On a whim, I downloaded Son Volt’s “Okemah and the Melody of Riot” from iTMS a couple of months ago, and then I went to see the band live downtown.

 

The show and the album were great, prompting me to listen to more. I had owned the band’s “Wide Swing Tremelo” for years, but never ventured beyond that. I’ve begun to remedy that, having picked up and put into regular rotation Uncle Tupelo’s “No Depression,” “Still Feel Gone”, and “Anodyne,” plus “Okemah” and Son Volt’s “Trace”. Without entirely renouncing my late 80s-early 90s love for prog rock,** I must nonetheless say, wow this is good stuff. I know that Uncle Tupelo was the icon for alt-country, but “Still Feel Gone” is a striking rock and roll album, first and foremost. The middle third of the album—the five songs from Still Be Around to D. Boon—is one of the best sets of tracks on any album I own. “Trace,” similarly, is just extraordinary, though much more rooted in the alt sound.

The good people at Cheezeball introduced me to another brilliant set of musicians, the band Richmond Fontaine, whose “Post to Wire” was picked by Cheezeball as one of the best albums of 2004. It’s just fine if bands like Son Volt and Wilco don’t quite fit the alt-country genre any longer, because Richmond Fontaine are redefining it entirely anyway.
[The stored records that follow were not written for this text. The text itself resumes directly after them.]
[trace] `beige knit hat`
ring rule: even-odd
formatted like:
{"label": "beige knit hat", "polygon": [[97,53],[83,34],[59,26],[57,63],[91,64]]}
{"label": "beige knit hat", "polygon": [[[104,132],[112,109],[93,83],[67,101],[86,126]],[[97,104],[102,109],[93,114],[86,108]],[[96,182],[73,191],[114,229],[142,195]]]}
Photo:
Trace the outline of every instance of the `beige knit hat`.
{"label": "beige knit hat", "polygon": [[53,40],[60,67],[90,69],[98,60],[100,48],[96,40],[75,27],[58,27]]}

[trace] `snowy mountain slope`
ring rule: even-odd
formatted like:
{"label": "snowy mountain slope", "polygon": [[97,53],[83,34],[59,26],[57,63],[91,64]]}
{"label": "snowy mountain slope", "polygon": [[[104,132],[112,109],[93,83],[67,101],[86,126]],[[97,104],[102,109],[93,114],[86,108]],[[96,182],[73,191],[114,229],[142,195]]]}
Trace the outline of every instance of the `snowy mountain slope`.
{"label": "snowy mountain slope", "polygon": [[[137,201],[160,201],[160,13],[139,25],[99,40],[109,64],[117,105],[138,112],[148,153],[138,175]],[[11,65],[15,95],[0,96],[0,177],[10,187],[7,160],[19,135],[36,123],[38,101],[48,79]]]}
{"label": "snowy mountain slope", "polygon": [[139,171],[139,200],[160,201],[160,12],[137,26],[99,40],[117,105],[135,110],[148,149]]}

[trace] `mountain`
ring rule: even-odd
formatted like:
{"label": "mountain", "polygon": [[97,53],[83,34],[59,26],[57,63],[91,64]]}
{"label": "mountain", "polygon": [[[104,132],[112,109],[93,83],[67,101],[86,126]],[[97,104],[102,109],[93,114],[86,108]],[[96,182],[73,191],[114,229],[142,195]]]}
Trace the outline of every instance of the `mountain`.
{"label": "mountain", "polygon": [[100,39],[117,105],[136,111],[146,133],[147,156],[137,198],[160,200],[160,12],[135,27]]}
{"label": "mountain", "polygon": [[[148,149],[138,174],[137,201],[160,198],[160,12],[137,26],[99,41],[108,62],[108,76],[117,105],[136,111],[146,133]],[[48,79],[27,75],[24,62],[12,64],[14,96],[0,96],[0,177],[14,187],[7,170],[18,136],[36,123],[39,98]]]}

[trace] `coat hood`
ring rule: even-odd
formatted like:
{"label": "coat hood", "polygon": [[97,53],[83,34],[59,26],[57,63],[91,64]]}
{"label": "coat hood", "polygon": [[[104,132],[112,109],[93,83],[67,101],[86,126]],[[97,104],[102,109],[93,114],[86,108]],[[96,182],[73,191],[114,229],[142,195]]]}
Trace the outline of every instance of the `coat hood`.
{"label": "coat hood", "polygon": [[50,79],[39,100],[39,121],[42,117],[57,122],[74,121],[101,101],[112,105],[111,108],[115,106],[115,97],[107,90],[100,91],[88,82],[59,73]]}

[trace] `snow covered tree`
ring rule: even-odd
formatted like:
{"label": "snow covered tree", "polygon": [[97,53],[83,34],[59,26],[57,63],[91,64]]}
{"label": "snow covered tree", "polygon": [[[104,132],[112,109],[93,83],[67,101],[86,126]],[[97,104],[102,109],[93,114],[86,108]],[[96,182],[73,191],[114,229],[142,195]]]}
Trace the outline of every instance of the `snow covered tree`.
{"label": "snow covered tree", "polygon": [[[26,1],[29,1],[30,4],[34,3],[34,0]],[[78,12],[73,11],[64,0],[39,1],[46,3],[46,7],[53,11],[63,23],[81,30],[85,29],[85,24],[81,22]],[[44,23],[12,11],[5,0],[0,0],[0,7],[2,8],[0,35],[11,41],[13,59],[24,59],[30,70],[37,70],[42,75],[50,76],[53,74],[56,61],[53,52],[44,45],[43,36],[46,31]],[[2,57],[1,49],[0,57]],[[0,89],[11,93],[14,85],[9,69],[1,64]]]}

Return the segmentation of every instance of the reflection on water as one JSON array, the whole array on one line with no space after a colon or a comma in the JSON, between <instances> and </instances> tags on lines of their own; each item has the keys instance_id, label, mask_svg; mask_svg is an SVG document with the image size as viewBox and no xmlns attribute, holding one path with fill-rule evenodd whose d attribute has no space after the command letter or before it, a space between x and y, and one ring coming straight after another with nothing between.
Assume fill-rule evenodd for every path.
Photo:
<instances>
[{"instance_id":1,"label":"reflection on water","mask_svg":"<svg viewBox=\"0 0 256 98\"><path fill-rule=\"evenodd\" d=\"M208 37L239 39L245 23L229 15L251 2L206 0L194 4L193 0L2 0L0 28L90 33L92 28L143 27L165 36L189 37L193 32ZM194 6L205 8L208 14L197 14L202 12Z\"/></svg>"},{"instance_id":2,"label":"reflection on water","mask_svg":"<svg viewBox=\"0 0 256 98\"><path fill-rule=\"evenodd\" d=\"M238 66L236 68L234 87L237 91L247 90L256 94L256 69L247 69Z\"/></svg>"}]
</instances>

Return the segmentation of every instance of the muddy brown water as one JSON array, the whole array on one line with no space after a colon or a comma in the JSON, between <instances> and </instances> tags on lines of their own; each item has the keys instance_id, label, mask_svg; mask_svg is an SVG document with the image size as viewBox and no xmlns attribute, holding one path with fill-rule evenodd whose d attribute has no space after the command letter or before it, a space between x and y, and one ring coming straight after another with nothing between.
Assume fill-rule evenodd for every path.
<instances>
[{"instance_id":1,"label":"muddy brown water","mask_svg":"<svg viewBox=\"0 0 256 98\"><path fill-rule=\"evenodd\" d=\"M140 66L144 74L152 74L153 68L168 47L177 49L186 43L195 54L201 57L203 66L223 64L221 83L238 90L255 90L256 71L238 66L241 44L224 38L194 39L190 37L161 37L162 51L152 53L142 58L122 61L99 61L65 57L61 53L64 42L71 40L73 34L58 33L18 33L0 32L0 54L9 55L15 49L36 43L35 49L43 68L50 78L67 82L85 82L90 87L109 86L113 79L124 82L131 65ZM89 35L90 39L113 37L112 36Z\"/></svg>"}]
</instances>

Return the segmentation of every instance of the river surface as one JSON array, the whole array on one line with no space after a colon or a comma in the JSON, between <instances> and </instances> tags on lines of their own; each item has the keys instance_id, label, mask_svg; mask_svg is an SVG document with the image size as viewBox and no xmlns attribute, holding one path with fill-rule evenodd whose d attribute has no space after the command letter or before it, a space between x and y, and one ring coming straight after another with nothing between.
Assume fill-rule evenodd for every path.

Not many bands can put together well-crafted and lyrical songs about places like Winnemucca, Nevada; you might wonder, “why should they even try?”, but that would betray your shallow heart and misplaced loyalty to your more metropolitan alt-country.

Also in the lineup: The two-CD soundtrack to the recent Bob Dylan documentary, “No Direction Home.” This was on sale for the scandalous price of $14.99 at my local record store and is stocked with wonderful alternate takes of your favorite Dylan tracks. Then the Calexico / Iron and Wine collaboration “In the Reins.” This is a good album, but for my taste it has a little too much of the latter and not quite enough of the former. And, “I’m Wide Awake, It’s Morning,” from Bright Eyes. I can’t make up my mind about Bright Eyes. Some of the songs from this album are great, but others, well, on the matter of other songs I quite agree with the reviewer of a recent Bright Eyes show who just couldn’t buy the hype: “Conor Oberst could have tied and re-tied his shoes for 90 minutes Tuesday night at the Brown Theatre and he would still have gotten a standing ovation from the army of 15-year-olds there to adore him and his band, Bright Eyes.”

To top it off, I’ve also employed this iTunes trick to generate interesting playlists and re-discover some of the music that’s become lost on the hard drive. Works nicely.

 

Update: Via Pandagon, here’s another Bright Eyes review. To call it “not complimentary” would fail to capture the venom. (Also, the Printculture blog publishing that article looks to be a really nice addition to one’s scholar-blogger blogroll.)

 

Another update: I’ve found that In the Reins gets better live.

 

* Okay, I suppose there are easier sorts: Cats, getting the lids off of jars, the weather, and so forth.
** By the way, FOR SALE: One barely-used Dream Theatre CD. What was I thinking?